O Banco Nacional de Desenvolvimento Econômico e Social (BNDES) informou em nota posicionamento sobre a Operação Janus, da Polícia Federal (PF), que apura se a construtora Odebrecht pagou propina em troca de facilidades em empréstimos no banco. A instituição negou qualquer tipo de irregularidade em suas operações.

Em comunicado, o banco lembrou que é financiador das exportações de bens e serviços brasileiros, utilizados na obra da hidrelétrica de Cambambe, em Angola, empreendimento citado na Operação Janus. No caso apurado pela PF, na operação em questão, o BNDES informou que o exportador brasileiro foi a Construtora Norberto Odebrecht e o contratante da obra, o governo de Angola.

"A operação em questão obedeceu a todos os trâmites usuais do BNDES, sem qualquer excepcionalidade: a análise passou por órgãos colegiados, de dentro e fora do BNDES, e pela equipe técnica do Banco. Os desembolsos são efetuados no Brasil, em reais, após a efetiva comprovação da realização das exportações. O processo passa por auditoria independente", frisou o banco.

Segundo o BNDES, o financiamento às exportações de bens e serviços de engenharia utilizados na obra de Cambambe totaliza US$ 464 milhões e está em fase de desembolso. "Detalhes dos créditos para esta obra e de todas as outras em que há apoio do BNDES a exportações de bens e serviços brasileiros podem ser consultados por qualquer cidadão no site do banco", finalizou a instituição.

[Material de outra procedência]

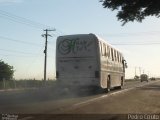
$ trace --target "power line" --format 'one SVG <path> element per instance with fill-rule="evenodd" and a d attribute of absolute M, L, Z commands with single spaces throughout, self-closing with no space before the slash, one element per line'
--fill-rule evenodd
<path fill-rule="evenodd" d="M 110 43 L 112 45 L 159 45 L 160 43 Z"/>
<path fill-rule="evenodd" d="M 36 55 L 36 53 L 28 53 L 28 52 L 22 52 L 22 51 L 15 51 L 15 50 L 6 50 L 6 49 L 1 49 L 0 51 L 6 51 L 6 52 L 11 52 L 11 53 L 21 53 L 21 54 L 30 54 L 30 55 Z"/>
<path fill-rule="evenodd" d="M 42 44 L 37 44 L 37 43 L 32 43 L 32 42 L 21 41 L 21 40 L 9 38 L 9 37 L 4 37 L 4 36 L 0 36 L 0 38 L 1 38 L 1 39 L 5 39 L 5 40 L 9 40 L 9 41 L 13 41 L 13 42 L 17 42 L 17 43 L 22 43 L 22 44 L 29 44 L 29 45 L 35 45 L 35 46 L 40 46 L 40 45 L 42 45 Z"/>
<path fill-rule="evenodd" d="M 51 26 L 44 25 L 44 24 L 29 20 L 27 18 L 23 18 L 23 17 L 17 16 L 15 14 L 11 14 L 11 13 L 3 11 L 3 10 L 0 10 L 0 15 L 1 15 L 1 17 L 7 18 L 7 19 L 9 19 L 11 21 L 14 21 L 14 22 L 17 22 L 17 23 L 21 23 L 21 24 L 25 24 L 25 25 L 29 25 L 31 27 L 38 28 L 38 29 L 43 29 L 45 27 L 53 28 Z"/>
<path fill-rule="evenodd" d="M 0 54 L 0 56 L 5 57 L 36 57 L 35 55 L 14 55 L 14 54 Z"/>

A investigação da PF começou para apurar se a Odebrecht pagou propina de 2011 a 2014 em troca de facilidades em empréstimos do BNDES. Entre 2012 e 2015, a Odebrecht fechou contratos com uma empresa pequena de Santos para obras em Angola. A empresa pertence ao sobrinho da ex-mulher de Lula, Taiguara Rodrigues dos Santos, que foi levado hoje para prestar depoimento (condução coercitiva).

A Polícia Federal apura indícios se houve irregularidades e condutas de, no mínimo, dissimular e ocultar valores de origem ilícita. Os valores teriam sido pagos a empresas subcontratadas pela Odebrecht para a realização de obras no exterior.